In my last blog we discussed the 3rd of four key action components of leading your team:

  1. You know and completely understand what the team destination/goal is,
  2. You clearly communicate that destination to your team,
  3. You solicit their input for how to get there, and
  4. You are a walking, breathing scoreboard!

Today let’s tackle the 4th and final component – You are a walking, breathing scoreboard!

When I was Manager of Marketing Intelligence for a software company, every leader went through an annual 360o feedback process, which, by the way, is key if you have any hope of improving employee engagement.

One of the more important pieces of data I heard from my team is that, while I was skilled at providing direction, I was lacking when it came to letting them know what happened during and after the project or task was complete.

What I learned from that is twofold: (1) we all want to know where we stand in relation to each goal; and (2) we want to clearly understand the impact of our work.

Yes, we all want to know where we stand; Millennials insist on it. If your leadership style is, “I told you once you’re doing well. If it changes, I’ll let you know,” you likely have issues with your team’s productivity and ownership of their work.

Employee engagement requires you letting your team know where they stand

We are a society deeply entrenched in keeping score, whether it’s in sports, competition-based reality shows, or political polls. Imagine watching a basketball game where they’ve changed the rules and, instead of revealing the score as the game unfolds, you don’t find out who won until the game is over! That’s what it feels like to your employees when you assign goals and don’t let them know the score as they forge ahead.

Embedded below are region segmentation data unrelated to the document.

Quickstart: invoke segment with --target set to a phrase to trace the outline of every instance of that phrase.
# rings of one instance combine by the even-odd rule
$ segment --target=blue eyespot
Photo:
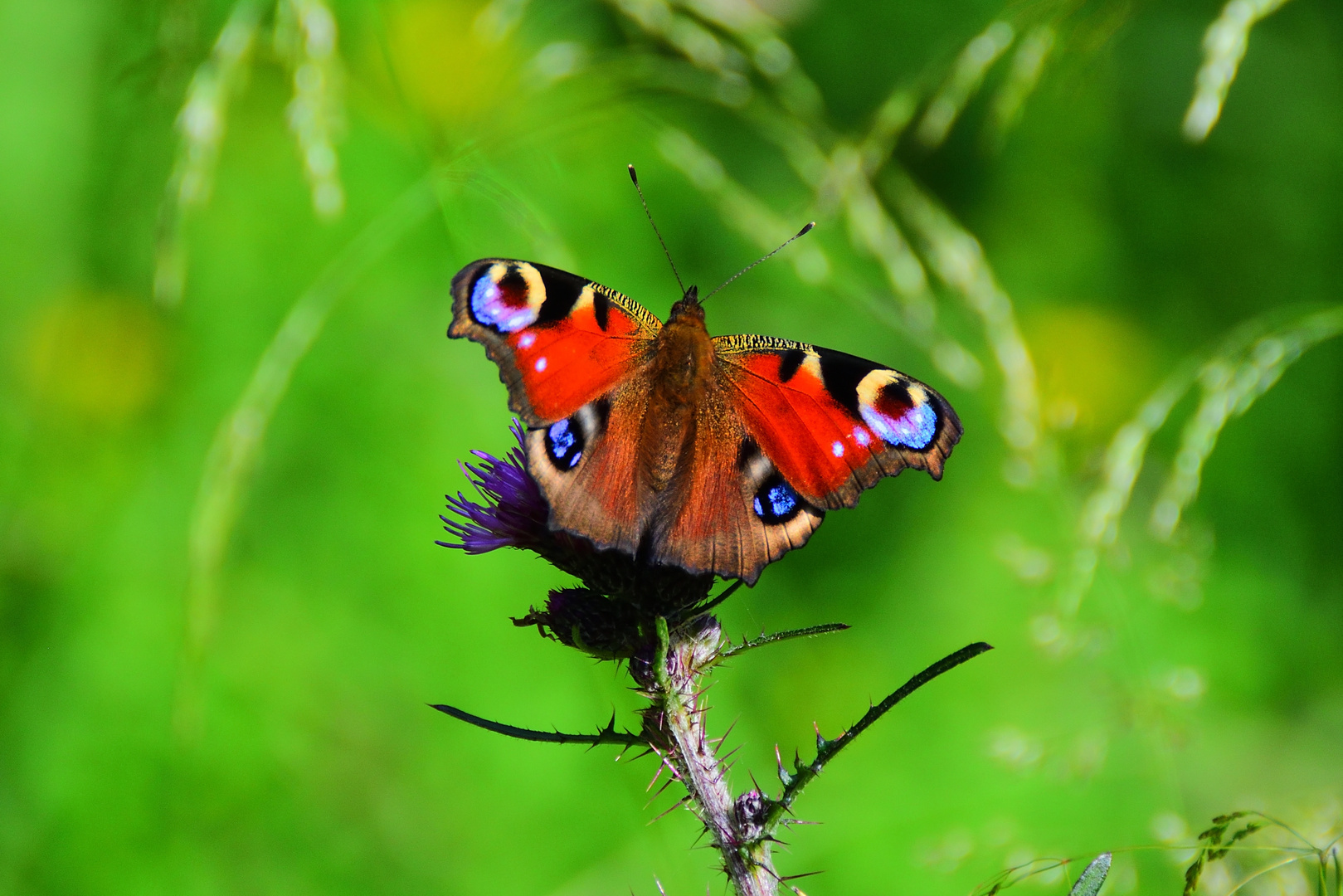
[[[766,525],[787,523],[802,510],[802,498],[778,473],[767,478],[751,502]]]
[[[545,450],[560,470],[572,470],[583,459],[583,431],[571,420],[552,423],[545,431]]]
[[[494,281],[490,271],[481,274],[471,287],[471,316],[486,326],[513,333],[536,322],[526,279],[510,270]]]

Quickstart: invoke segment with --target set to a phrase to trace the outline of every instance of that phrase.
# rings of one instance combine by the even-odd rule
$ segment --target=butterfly
[[[498,364],[552,529],[745,584],[880,478],[940,480],[962,434],[951,404],[900,371],[710,337],[694,286],[663,324],[583,277],[482,258],[453,278],[447,334]]]

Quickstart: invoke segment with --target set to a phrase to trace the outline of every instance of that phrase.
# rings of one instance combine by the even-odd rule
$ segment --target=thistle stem
[[[776,896],[779,876],[770,861],[770,842],[751,842],[743,834],[736,802],[723,763],[709,742],[698,682],[721,645],[717,623],[698,634],[681,627],[669,631],[658,619],[658,646],[653,662],[653,707],[646,713],[655,737],[667,747],[667,762],[690,795],[692,807],[723,857],[723,870],[737,896]]]

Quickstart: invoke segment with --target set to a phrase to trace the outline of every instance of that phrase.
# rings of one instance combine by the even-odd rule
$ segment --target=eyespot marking
[[[888,445],[904,445],[923,450],[928,447],[932,437],[937,433],[937,411],[932,410],[931,404],[907,406],[898,416],[866,404],[862,406],[861,411],[864,422]]]
[[[545,431],[545,453],[559,470],[572,470],[583,459],[583,430],[568,419]]]
[[[896,371],[872,371],[858,383],[855,395],[858,416],[886,445],[921,451],[937,435],[932,398]]]
[[[521,267],[490,265],[471,286],[471,317],[501,333],[516,333],[535,324],[545,301],[545,287],[540,277],[530,273],[532,278],[528,278]]]
[[[802,498],[775,473],[756,490],[751,506],[766,525],[779,525],[802,512]]]

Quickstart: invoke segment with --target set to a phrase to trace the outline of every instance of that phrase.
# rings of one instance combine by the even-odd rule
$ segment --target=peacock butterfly
[[[663,324],[583,277],[482,258],[453,278],[447,334],[498,364],[552,529],[747,584],[884,476],[940,480],[962,433],[941,395],[881,364],[710,337],[694,286]]]

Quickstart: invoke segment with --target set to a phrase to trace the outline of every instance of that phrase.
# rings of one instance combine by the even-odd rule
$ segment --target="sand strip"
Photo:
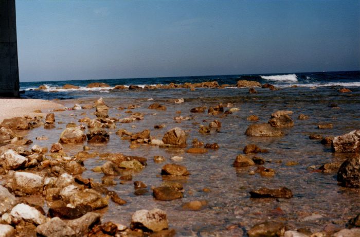
[[[0,99],[0,122],[4,119],[25,115],[45,115],[54,108],[64,106],[53,101],[38,99]],[[37,110],[42,113],[34,113]]]

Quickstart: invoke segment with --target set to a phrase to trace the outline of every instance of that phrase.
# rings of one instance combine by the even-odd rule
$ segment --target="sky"
[[[360,1],[16,1],[21,82],[360,70]]]

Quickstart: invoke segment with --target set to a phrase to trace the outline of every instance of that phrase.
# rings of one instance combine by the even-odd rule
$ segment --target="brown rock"
[[[163,167],[161,175],[181,176],[189,175],[190,173],[185,166],[175,164],[167,164]]]
[[[283,187],[279,189],[261,188],[257,190],[250,192],[251,197],[275,197],[290,198],[293,197],[293,193],[290,189]]]
[[[183,197],[183,193],[170,187],[158,187],[154,188],[153,192],[154,197],[161,201],[170,201]]]

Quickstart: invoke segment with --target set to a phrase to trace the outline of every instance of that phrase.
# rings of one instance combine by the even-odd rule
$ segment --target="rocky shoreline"
[[[107,86],[99,83],[88,85],[88,86],[96,87]],[[271,85],[264,87],[264,85],[250,81],[239,81],[237,86],[250,87],[249,94],[256,94],[256,91],[254,92],[253,88],[255,86],[277,89]],[[70,85],[64,88],[75,88]],[[221,86],[216,82],[208,82],[190,85],[185,83],[181,86],[169,84],[156,87],[192,89],[196,87],[220,88]],[[119,87],[116,89],[120,89],[123,88]],[[129,89],[132,89],[130,87]],[[176,202],[182,199],[188,200],[177,208],[179,208],[181,211],[189,211],[190,214],[193,213],[191,212],[201,213],[209,208],[209,206],[214,205],[209,203],[209,199],[202,199],[200,195],[195,195],[192,200],[187,198],[194,192],[191,190],[189,184],[192,177],[197,174],[196,172],[194,172],[196,167],[183,165],[182,162],[184,159],[188,159],[186,157],[187,154],[196,159],[196,157],[208,158],[218,151],[225,152],[221,152],[223,149],[222,142],[217,141],[214,134],[223,133],[222,131],[227,129],[224,125],[229,124],[227,119],[237,118],[234,115],[239,113],[239,108],[231,103],[187,107],[186,100],[179,98],[166,104],[158,102],[151,103],[142,110],[134,112],[132,110],[145,107],[143,104],[129,104],[127,107],[114,107],[105,101],[100,98],[92,104],[82,104],[79,101],[79,104],[76,103],[72,107],[56,108],[53,113],[47,114],[46,116],[17,117],[4,119],[0,124],[2,177],[0,199],[2,204],[0,209],[2,215],[0,232],[2,235],[0,236],[171,236],[179,235],[172,227],[167,212],[158,208],[143,207],[145,208],[133,210],[131,214],[128,213],[127,218],[131,218],[129,223],[104,222],[102,217],[104,213],[111,211],[109,207],[126,206],[128,202],[134,202],[129,199],[130,197],[123,196],[119,194],[121,192],[114,191],[112,188],[118,183],[120,185],[131,184],[133,186],[134,196],[151,195],[155,202],[166,202],[170,205],[176,203],[178,206],[179,203]],[[174,104],[182,104],[182,107],[187,110],[183,113],[189,115],[182,116],[182,112],[176,111],[173,119],[171,118],[173,124],[168,122],[161,124],[159,120],[156,121],[156,124],[153,127],[142,131],[130,132],[124,128],[126,125],[135,129],[136,125],[131,124],[143,123],[147,118],[156,116],[158,113],[169,113],[167,112],[168,107]],[[147,112],[144,112],[144,110]],[[114,116],[114,111],[121,112],[123,114],[121,116]],[[76,113],[76,115],[74,113]],[[205,115],[207,120],[195,122],[197,116]],[[236,156],[231,158],[232,166],[242,177],[250,179],[254,176],[259,175],[260,178],[267,180],[282,172],[271,168],[269,166],[272,163],[271,161],[261,157],[262,154],[271,154],[272,151],[266,147],[253,144],[251,141],[256,140],[253,139],[258,138],[276,139],[286,137],[289,130],[298,125],[293,117],[297,117],[298,121],[312,119],[311,116],[297,114],[290,110],[274,111],[268,116],[267,122],[258,122],[259,118],[255,115],[247,116],[245,119],[248,125],[245,128],[243,135],[246,136],[249,142],[236,152],[238,153]],[[64,128],[61,125],[64,122],[62,120],[65,117],[67,122]],[[196,121],[200,121],[199,119]],[[198,126],[198,129],[190,129],[188,126],[183,127],[182,122],[192,123],[189,124]],[[333,128],[332,124],[317,125],[319,130]],[[61,129],[59,131],[61,134],[56,138],[57,142],[52,143],[48,147],[37,144],[41,141],[49,139],[46,134],[51,134],[58,127]],[[163,129],[166,131],[163,131]],[[27,131],[40,130],[44,132],[38,133],[45,133],[45,135],[30,137],[26,133]],[[190,139],[190,130],[192,133],[191,134],[197,134],[197,137],[200,138],[198,139],[192,135],[193,139]],[[154,136],[153,133],[155,131],[156,135]],[[161,134],[160,137],[158,135],[159,133]],[[106,144],[113,139],[113,136],[116,136],[121,142],[127,142],[133,154],[125,154],[122,151],[110,149],[107,151]],[[215,139],[209,139],[209,137]],[[311,172],[337,174],[339,186],[357,190],[360,187],[360,130],[355,130],[350,133],[325,138],[321,134],[311,135],[310,138],[318,140],[319,144],[321,142],[324,146],[328,146],[332,151],[330,152],[335,155],[345,154],[347,157],[341,162],[328,163],[321,167],[314,167]],[[207,140],[208,142],[200,140],[203,139]],[[79,147],[82,148],[82,151],[74,148]],[[105,149],[102,150],[103,152],[97,151],[99,148],[103,147]],[[171,154],[176,155],[168,158],[157,155],[150,159],[138,155],[136,152],[153,149],[169,151]],[[67,154],[74,152],[73,155]],[[101,165],[93,166],[91,170],[87,170],[85,164],[96,157],[103,162]],[[148,180],[133,182],[133,176],[147,172],[149,163],[157,166],[156,170],[158,172],[155,175],[158,179],[162,180],[160,185],[154,186],[149,184]],[[291,168],[298,165],[298,162],[294,159],[288,161],[285,167]],[[85,172],[86,175],[84,175]],[[89,174],[91,177],[88,177]],[[99,174],[102,176],[100,181],[91,177],[92,175]],[[149,175],[153,176],[154,174]],[[291,189],[280,186],[267,187],[267,183],[265,181],[259,184],[257,188],[247,191],[245,194],[248,195],[246,198],[264,200],[264,203],[272,202],[268,200],[275,200],[281,203],[286,202],[284,200],[298,198],[297,193]],[[205,186],[206,184],[206,182],[204,184]],[[149,185],[151,186],[148,187]],[[211,191],[210,189],[204,187],[199,192],[211,194]],[[246,215],[246,211],[242,211],[239,213]],[[284,211],[280,208],[276,208],[272,211],[269,216],[281,217]],[[321,218],[321,215],[316,213],[303,217],[307,222],[316,222]],[[271,220],[269,217],[268,220],[252,223],[251,226],[249,226],[248,223],[232,223],[228,224],[225,229],[221,231],[215,229],[201,236],[220,234],[219,236],[249,237],[356,236],[360,236],[359,218],[359,213],[353,213],[350,220],[346,220],[345,224],[329,220],[323,230],[313,231],[310,229],[297,228],[293,224],[288,225],[286,218]]]

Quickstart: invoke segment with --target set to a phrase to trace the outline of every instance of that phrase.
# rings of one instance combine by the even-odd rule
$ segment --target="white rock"
[[[24,193],[40,192],[44,179],[40,175],[29,172],[15,172],[14,174],[13,189]]]
[[[10,214],[15,223],[24,220],[41,225],[46,221],[46,218],[40,211],[23,203],[17,204],[14,207]]]
[[[157,208],[135,211],[131,218],[131,224],[135,227],[142,226],[155,232],[169,228],[166,213]]]
[[[184,157],[182,156],[173,156],[172,157],[170,158],[172,160],[173,160],[174,161],[181,161],[184,159]]]
[[[0,237],[12,237],[15,235],[15,229],[10,225],[0,224]]]
[[[7,170],[14,170],[25,165],[28,159],[26,157],[16,153],[14,151],[9,149],[1,155],[0,159],[4,161],[5,168]]]

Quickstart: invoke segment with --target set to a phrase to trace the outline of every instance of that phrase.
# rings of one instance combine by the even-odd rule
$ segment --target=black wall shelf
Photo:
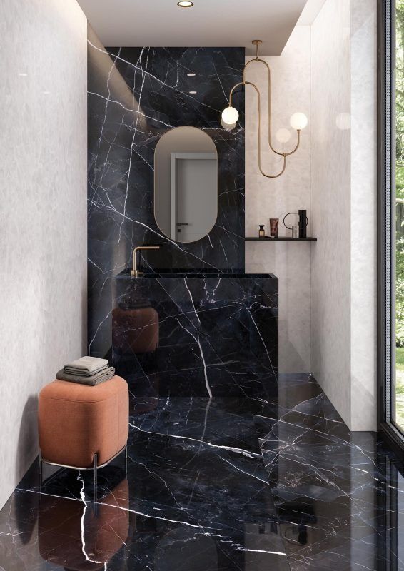
[[[246,242],[317,242],[316,238],[291,238],[291,236],[279,236],[279,238],[256,238],[246,237]]]

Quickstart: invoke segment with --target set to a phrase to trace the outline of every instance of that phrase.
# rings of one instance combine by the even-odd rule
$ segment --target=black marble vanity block
[[[113,290],[113,364],[136,396],[242,396],[277,385],[275,276],[123,273]]]
[[[161,244],[143,256],[158,269],[244,268],[242,90],[234,98],[237,128],[228,133],[220,123],[242,79],[244,49],[103,48],[89,34],[89,350],[103,357],[111,346],[111,281],[131,266],[136,246]],[[153,213],[156,145],[183,125],[209,134],[218,158],[216,223],[188,244],[166,238]]]

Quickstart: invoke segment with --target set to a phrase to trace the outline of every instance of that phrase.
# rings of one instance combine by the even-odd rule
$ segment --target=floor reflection
[[[41,486],[33,465],[0,512],[1,567],[404,570],[404,473],[313,378],[213,399],[158,387],[132,403],[127,470],[100,470],[98,502],[91,474]]]

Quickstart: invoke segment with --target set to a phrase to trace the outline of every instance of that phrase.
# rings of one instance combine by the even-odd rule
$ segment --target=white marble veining
[[[246,58],[246,61],[251,58]],[[279,236],[290,231],[282,225],[285,214],[305,208],[311,233],[310,197],[310,27],[298,26],[282,55],[263,58],[271,69],[273,144],[283,152],[296,143],[296,131],[289,124],[296,111],[305,113],[308,126],[302,131],[301,145],[288,159],[279,178],[266,178],[258,171],[257,100],[253,88],[246,89],[246,236],[258,235],[258,224],[269,233],[269,218],[279,218]],[[263,168],[273,173],[282,158],[268,151],[268,88],[263,65],[251,64],[246,79],[261,94]],[[291,140],[278,141],[276,132],[288,128]],[[288,218],[289,225],[297,217]],[[276,244],[246,243],[246,271],[272,272],[279,278],[279,368],[281,372],[310,370],[310,243]]]
[[[37,393],[85,350],[86,20],[75,0],[4,0],[0,505],[38,453]]]

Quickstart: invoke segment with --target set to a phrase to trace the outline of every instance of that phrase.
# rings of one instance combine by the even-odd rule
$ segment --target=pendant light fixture
[[[291,117],[291,126],[296,129],[297,131],[297,143],[295,148],[290,151],[288,153],[281,152],[277,151],[274,148],[272,144],[271,140],[271,69],[269,66],[265,61],[265,60],[261,59],[258,57],[258,46],[260,44],[262,44],[261,40],[253,40],[252,42],[256,46],[256,57],[253,58],[253,59],[250,59],[243,69],[243,81],[241,81],[239,84],[236,84],[231,89],[230,92],[230,96],[228,98],[228,107],[226,107],[222,112],[221,115],[221,125],[223,128],[226,129],[227,131],[232,131],[237,123],[238,120],[238,111],[236,108],[234,108],[232,105],[232,99],[233,99],[233,94],[234,93],[234,90],[238,87],[239,86],[242,85],[251,85],[252,87],[254,88],[257,94],[257,101],[258,101],[258,168],[261,174],[264,176],[266,176],[267,178],[277,178],[278,176],[281,176],[285,172],[286,168],[286,157],[289,156],[290,155],[293,155],[293,153],[296,153],[299,147],[299,144],[301,142],[301,131],[302,129],[307,126],[308,120],[307,117],[303,113],[295,113]],[[279,156],[283,157],[283,163],[282,170],[280,173],[276,174],[268,174],[267,173],[264,173],[262,169],[261,166],[261,94],[258,90],[258,88],[255,84],[251,83],[251,81],[247,81],[246,80],[246,69],[250,64],[258,61],[266,67],[268,71],[268,142],[269,144],[269,148],[271,150],[275,153],[276,155],[278,155]],[[285,136],[286,133],[284,133],[286,129],[281,129],[283,133],[283,136],[280,136],[278,138],[281,141],[285,141],[287,138]],[[278,131],[279,132],[279,131]],[[280,133],[281,134],[281,133]]]

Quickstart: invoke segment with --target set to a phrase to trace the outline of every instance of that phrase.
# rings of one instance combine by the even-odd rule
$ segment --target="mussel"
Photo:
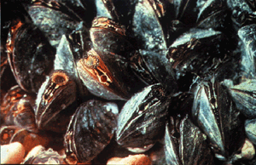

There is the argument that employees should know where they stand in relation to the goal. That might be possible if the goal remained fixed but you and I both understand that the goal/deliverables of nearly all projects are adapted as they move forward. If we forget to pass those changes along to those who are doing the work, they end up working toward a goal that no longer exists; they tend to become demotivated and less productive. This is one of the more compelling reasons for you to be a walking, breathing scoreboard, And even if the goal remains fixed and they do know where they stand, your employees want assurance that you agree with their assessment of where they stand in relation to the goal.

When employees know where they stand, they get more motivated. And here’s the interesting part: they get more motivated even if they find out they’re behind. If they’re on track, it feels good and they want to do more. When they know they’re behind, they become more determined to catch up. Could there be a better reason to keep them informed of the status?

Employee Engagement (and leaders are employees, too) is all about having opportunities every day to use your creativity. When you and your team know where you stand in relation to your goals you know where your creativity is most needed, you become more engaged as you apply it.